Mercredi, les sénateurs ont voté en faveur du très controversé article 3 du projet de loi « Orientation et programmation du ministère de la Justice 2023-2027 », dont l’examen en séance publique a démarré mardi 6 juin : celui-ci habilite la police à pirater les smartphones des Français en vue de les espionner. En effet, si cette disposition est ensuite adoptée à l’Assemblée nationale, les enquêteurs seront en droit d’activer à distance n’importe lequel des appareils électroniques de son propriétaire pour obtenir sa géolocalisation en temps réel, écouter et enregistrer ses conversations autour du micro d’un téléphone, même sans appel en cours, ou encore mettre en marche la caméra d’un ordinateur pour filmer ce qui se trouve dans le champ de l’objectif, même si elle n’est pas allumée.
L’ensemble des terminaux dans le viseur
Pour justifier ces mesures, qui suscitent déjà les craintes de potentielles dérives et d’atteintes à la vie privée, le ministère de la Justice invoque la « crainte d’attirer l’attention des délinquants faisant l’objet d’enquête pour des faits de criminalité organisée, de révéler la stratégie établie ou tout simplement parce qu’elle exposerait la vie des agents chargés de cette mission » en installant les outils d’enquête.
Contre l’avis du ministre toutefois, le Sénat s’est prononcé favorablement pour un amendement du chef de file des sénateurs LR Bruno Retailleau qui prévoit de restreindre la possibilité de faire appel à la géolocalisation aux infractions punies d’au moins dix ans d’emprisonnement, contre cinq ans dans le texte initial.
Effet cliquet
Téléphones portables et ordinateurs ne sont pas les seuls appareils électroniques concernés par ce projet de loi ; son périmètre intègre tous les objets numériques disposant d’un micro, d’une caméra ou de capteurs de localisations, comme les télévisions connectées, les assistants vocaux ou encore les GPS.
« Si ce texte était définitivement adopté, cela démultiplierait dangereusement les possibilités d’intrusion policière, en transformant tous nos outils informatiques en potentiels espions », s’alarme dans un communiqué l’Observatoire des libertés et du numérique, qui rappelle que les services de police et de renseignement ont d’ores et déjà à leur disposition un large éventail d’outils d’espionnage pour mener à bien leurs missions et que des dérives ont été constatées par le passé, notamment la mise sous surveillance de militants et d’activistes.

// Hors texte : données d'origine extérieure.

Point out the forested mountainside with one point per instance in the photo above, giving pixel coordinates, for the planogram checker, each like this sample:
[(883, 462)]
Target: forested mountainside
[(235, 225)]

« L’histoire nous a démontré qu’il existait en la matière un “effet cliquet” : une fois qu’un texte ou une expérimentation sécuritaire est adopté, il n’y a jamais de retour en arrière. À l’inverse, la création d’une mesure intrusive sert généralement de base aux extensions sécuritaires futures, en les légitimant par sa seule existence […] Permettre de prendre le contrôle de tous les outils numériques à des fins d’espionnage policier ouvre la voie à des risques d’abus ou d’usages massifs extrêmement graves. » Faisant part de ses graves inquiétudes quant à l’atteinte aux droits et libertés fondamentales (droit à la sûreté, droit à la vie privée, au secret des correspondances, droit d’aller et venir librement), l’organisme appelle « l’ensemble des parlementaires à œuvrer pour la suppression de ces dispositions de ce projet de loi ».
Mode opératoire
Si mettre un citoyen sur écoute ou intercepter les sms envoyés ou reçus est déjà à portée des autorités, sous réserve d’un accord avec les opérateurs téléphoniques, la tâche est en revue plus ardue lorsqu’il s’agit de mettre le nez dans les communications échangées sur des applications de messagerie chiffrée, comme Whatsapp ou Telegram. Le seul moyen pour y parvenir consiste à installer un logiciel malveillant sur l’appareil du propriétaire à son insu.
« Ça peut être tout simplement en lui demandant un clic sur un lien, souvent envoyé par sms, Whatsapp ou Telegram, explique Bastien Bobe, directeur technique Europe chez Lookout. C’est un petit logiciel, un bout de code qui va se déployer à distance sur les téléphones des victimes et communiquer avec un serveur. Ce serveur va ensuite prendre la main sur le téléphone à distance pour exfiltrer des données, activer le micro ou le tracking GPS ». En cas de validation de l’article 3 de ce projet de loi, reste donc à savoir si les autorités policières pourront accéder aux messages textes privés sur les messageries cryptées et, le cas échéant, quel mode opératoire sera utilisé.